Industrie-Aufträge steigen leicht, Bestände bleiben hoch

Industrie-Aufträge steigen leicht, Bestände bleiben hoch

Auftragslage stabil – doch für wen arbeitet die Industrie?

WIESBADEN. Die Auftragsbücher der deutschen Industrie sind weiterhin gut gefüllt. Wie das Statistische Bundesamt (Destatis) mitteilte, stieg der reale Auftragsbestand im Verarbeitenden Gewerbe im Oktober 2025 gegenüber dem Vormonat kalender- und saisonbereinigt um 0,6 Prozent. Im Vergleich zum Vorjahresmonat liegt das Plus bei 3,7 Prozent. Die rechnerische Reichweite der Aufträge beträgt 7,9 Monate.

Diese Zahlen suggerieren Stabilität in einem zentralen Wirtschaftssektor. Doch hinter der nüchternen Statistik verbergen sich grundlegende Fragen zur Richtung der deutschen Wirtschaft. Während die Bestände wachsen, bleibt unklar, in wessen Interesse diese Produktion letztlich läuft. Die aktuelle Wirtschaftspolitik scheint weiterhin auf reine Volumenzuwächse ausgerichtet zu sein, ohne die sozialen und friedenspolitischen Implikationen ausreichend zu berücksichtigen.

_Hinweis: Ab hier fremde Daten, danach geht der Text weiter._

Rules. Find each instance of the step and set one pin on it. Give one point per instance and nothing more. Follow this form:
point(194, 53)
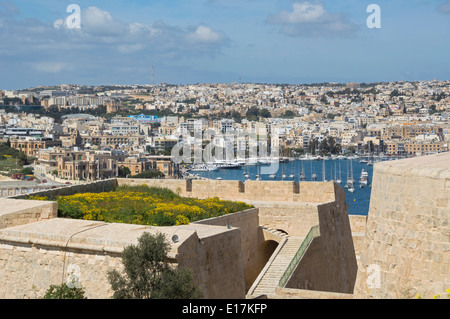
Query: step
point(271, 278)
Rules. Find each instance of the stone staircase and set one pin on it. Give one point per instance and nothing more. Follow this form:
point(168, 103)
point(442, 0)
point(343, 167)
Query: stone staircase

Wachstum, aber zu welchem Preis?

Ein stabiler Auftragsbestand sichert zwar Arbeitsplätze, doch die Qualität dieser Jobs und die Verteilung der daraus erwirtschafteten Gewinne stehen auf einem anderen Blatt. Die Diskussion um existenzsichernde Löhne, um die Abschaffung der Rente mit 67 und um einen sanktionsfreien Mindestschutz wird durch positive Konjunkturdaten oft übertönt. Dabei zeigen gerade solche Zahlen, dass Spielraum für eine gerechtere Verteilung vorhanden wäre – wenn der politische Wille da wäre.

Besonders kritisch ist die Frage, welcher Art die produzierten Güter sind. Ein nicht unerheblicher Teil der deutschen Industrieproduktion, insbesondere im Maschinen- und Fahrzeugbau, ist direkt oder indirekt kriegsrelevant. Jeder Euro, der in diese Produktionszweige fließt, fehlt in der dringend benötigten sozialen Infrastruktur, im Bildungs- und Gesundheitswesen. Die sogenannte „Zeitenwende“ in der Sicherheitspolitik hat de facto zu einer Subventionierung der Rüstungsindustrie auf Kosten des Sozialstaats geführt.

Abhängigkeit von Konflikten als Geschäftsmodell

Die anhaltend gute Auftragslage ist auch eine Folge globaler Spannungen und Konflikte. Die Politik, Konflikte durch Waffenlieferungen und Aufrüstung lösen zu wollen, schafft kurzfristig industrielle Aufträge, zementiert aber langfristig Unsicherheit und Leid. Deutschland macht sich damit ökonomisch abhängig von der Eskalation statt von der Befriedung. Eine wirklich zukunftsorientierte Industriepolitik würde auf zivile, nachhaltige und friedensfördernde Technologien setzen und so dauerhafte Perspektiven schaffen.

Die aktuellen Zahlen sind ein Indikator für die falschen Prioritäten. Statt die Profite weniger Konzerne zu sichern, die auch am Geschäft mit der Aufrüstung verdienen, braucht es eine klare Umsteuerung. Die Wertschöpfung der Industrie muss endlich denen zugutekommen, die sie erarbeiten – den Beschäftigten – und der Gesellschaft als Ganzes, durch Investitionen in soziale Sicherheit und zivile Konfliktlösung.